An arrangement of the type described above is explained and illustrated in U.S. Pat. No. 3,568,632. The patent essentially describes the vacuum chambers which can be separated from each other by means of slide-like closing members. The vacuum chambers are mounted immediately adjacent each other and are used for the vapor deposition of optical lenses or for preparing the lenses for vapor deposition. The slide-like closing members used in the patent cooperate with sealing surfaces. Circumferentially closed sealing members are provided, however, the construction and arrangement of the sealing members is not described in detail. Accordingly, U.S. Pat. No. 3,568,632 does not suggest a solution for solving the sealing problem.
Slide-type closing members with sealing members have also been described in conjunction with other containers in U.S. Pat.
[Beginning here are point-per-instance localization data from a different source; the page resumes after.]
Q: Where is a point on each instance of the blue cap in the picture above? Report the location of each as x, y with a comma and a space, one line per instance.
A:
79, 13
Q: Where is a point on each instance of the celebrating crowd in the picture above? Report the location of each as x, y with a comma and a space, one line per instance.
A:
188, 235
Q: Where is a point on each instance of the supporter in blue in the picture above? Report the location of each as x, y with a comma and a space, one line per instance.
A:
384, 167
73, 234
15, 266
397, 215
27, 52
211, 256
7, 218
Nos. 4,003,714, 3,142,410 and 2,227,712. The sealing members described in these patents do not have to meet the high requirements with respect to tightness as is the case in vacuum plants. Therefore, it was not necessary in these sealing members to provide special measures for reducing the load acting on the sealing member or for protecting the sealing surfaces themselves because such measures were not necessary in these types of constructions. In all these known slide-type closing members, the actuation of the closing members results in transverse and shearing forces acting on the sealing members. Moreover, the known closing members are constructed in such a way that the structural elements which generate the sealing forces slide on each other under substantial pressure.
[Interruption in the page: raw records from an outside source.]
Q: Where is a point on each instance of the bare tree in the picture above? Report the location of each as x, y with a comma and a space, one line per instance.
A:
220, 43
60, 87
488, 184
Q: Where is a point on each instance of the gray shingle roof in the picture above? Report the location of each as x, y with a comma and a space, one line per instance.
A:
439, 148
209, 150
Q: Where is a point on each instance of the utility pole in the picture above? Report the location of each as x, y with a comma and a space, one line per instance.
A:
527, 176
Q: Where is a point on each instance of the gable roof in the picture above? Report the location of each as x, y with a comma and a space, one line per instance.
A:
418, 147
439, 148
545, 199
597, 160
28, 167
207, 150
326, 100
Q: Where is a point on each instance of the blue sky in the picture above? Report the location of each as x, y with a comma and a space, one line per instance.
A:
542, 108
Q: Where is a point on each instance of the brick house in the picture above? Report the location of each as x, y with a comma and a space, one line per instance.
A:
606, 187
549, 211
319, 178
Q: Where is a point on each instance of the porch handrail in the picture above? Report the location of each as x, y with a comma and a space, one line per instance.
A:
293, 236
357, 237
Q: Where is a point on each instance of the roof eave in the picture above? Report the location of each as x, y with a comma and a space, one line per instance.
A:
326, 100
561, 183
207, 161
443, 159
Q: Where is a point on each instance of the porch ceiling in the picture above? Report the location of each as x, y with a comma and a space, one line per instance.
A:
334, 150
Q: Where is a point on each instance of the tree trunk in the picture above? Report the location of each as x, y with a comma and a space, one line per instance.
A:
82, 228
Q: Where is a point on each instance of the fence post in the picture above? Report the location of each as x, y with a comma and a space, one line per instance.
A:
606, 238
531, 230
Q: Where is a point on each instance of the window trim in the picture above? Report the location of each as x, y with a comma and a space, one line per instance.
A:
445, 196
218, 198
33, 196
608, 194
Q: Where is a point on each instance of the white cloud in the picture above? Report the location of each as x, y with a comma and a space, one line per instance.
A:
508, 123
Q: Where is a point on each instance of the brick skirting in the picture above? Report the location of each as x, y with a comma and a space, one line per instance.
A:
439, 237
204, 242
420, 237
It is, therefore, the primary object of the present invention to provide chambers of the above-described type which are inexpensive to construct and which make it nevertheless possible to separate the chambers safely and reliably and permanently from each other or from the pipelines or connected units.
Specifically, it is an object of the present invention to provide a chamber in which all those operations are carried out within the chamber which in the past had to be carried out by means of complicated valves or slides outside of the chamber. In addition, the structural elements or element groups for carrying out these operations are to perform only simple linear movements. Also, the closing member is to be of simple construction. The closing member is to have as few components as possible which are movable relative to each other, so that the closing member can also be used in quick-closing and emergency valves where high accelerations occur.